Freedom through God's truth seems to be the theme of the great apostle Paul in the eighth chapter of Romans, the Galatian epistle and the eighth, ninth and tenth chapters of First Corinthians.

Speaking to His disciples whom He commissioned as apostles, He made a promise, "Howbeit when the Spirit of truth is come, he shall guide you into all the truth" (Jno. 16:13). On the day of Pentecost, fifty days after the resurrection of Jesus, this promise was fulfilled. The Holy Spirit came upon them and the apostles spoke the truth about Jesus, that "God hath made him both Lord and Christ" (Acts 2:36). Three thousand obeyed the gospel call and were made free from the bondage of sin.

This was closely and diligently followed by the faithful proclamation of that truth which resulted in the liberation of great multitudes throughout the then known parts of the world from the bondage of sin. Paul himself wrote, "The law of the Spirit of life in Christ Jesus made me free from the law of sin and death" (Rom. 8:2). To the Corinthians he wrote, "Where the Spirit of the Lord is, there is liberty" (2 Cor. 3:7). In Gal. 5:1, Paul writes, "For freedom did Christ set us free: stand fast therefore, and be not entangled again in a yoke of bondage." This freedom in Christ is within the regulation of the Law of Christ. "Bear ye one another's burdens and so fulfill the law of Christ" (Gal. 6:2).

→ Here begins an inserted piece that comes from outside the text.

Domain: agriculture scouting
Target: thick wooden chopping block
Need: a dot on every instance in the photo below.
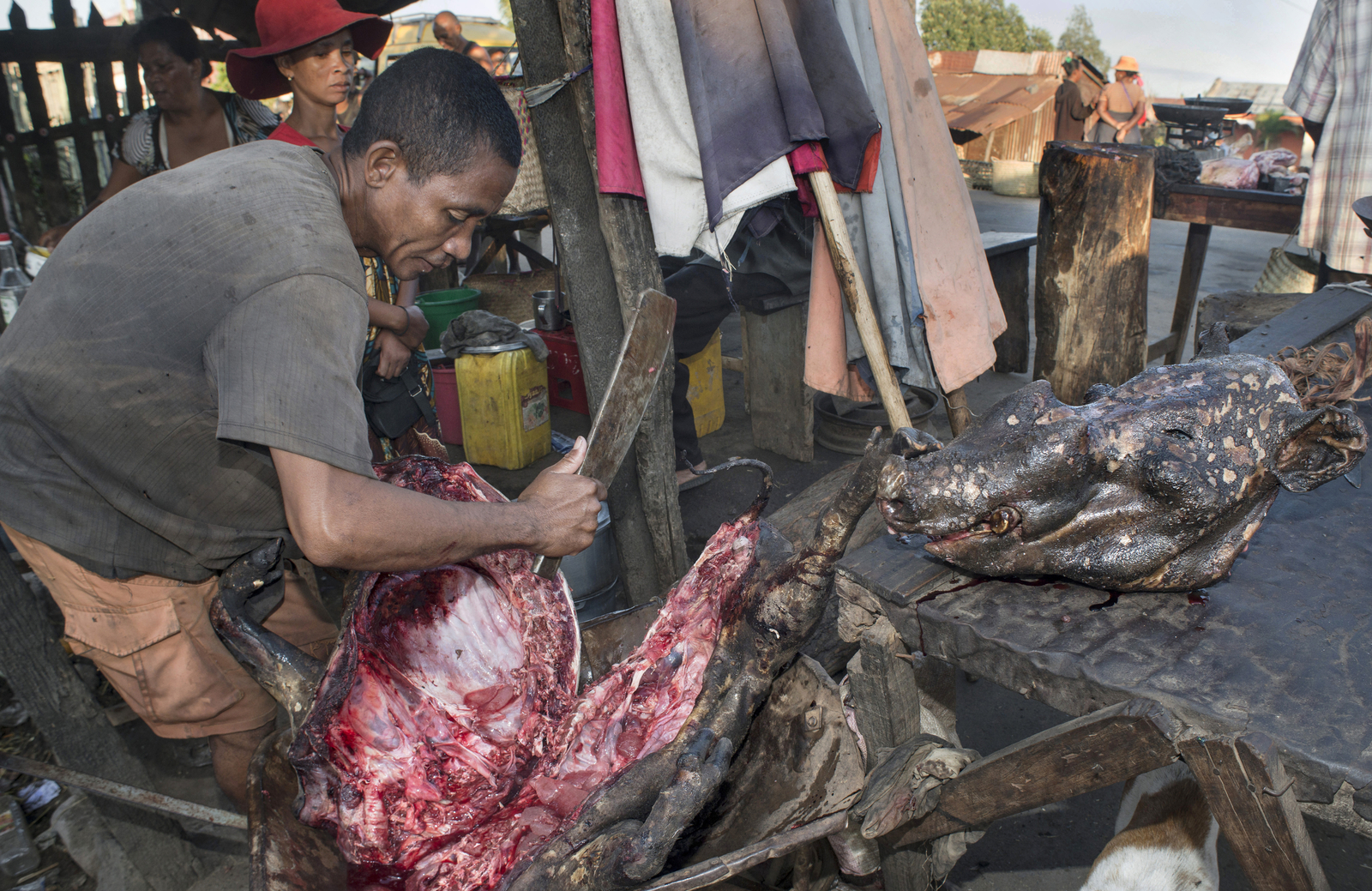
(1091, 287)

Individual Christians, are you doing anything at all to tell your friends, neighbors, relatives or men with whom you work about that great freedom in Christ? Have you tried to arrange Bible study classes in your homes or those of your friends and neighbors to teach them the way of salvation which can be obtained only through Christ (2 Tim. 2:10)? Christ's command is "Go" and "Teach." What are you going to do about it? He expects you to obey. If you disobey you sin. Paul says, "The wages of sin is death" (Rom. 6:23). I urge you to Think!! Then Act!!!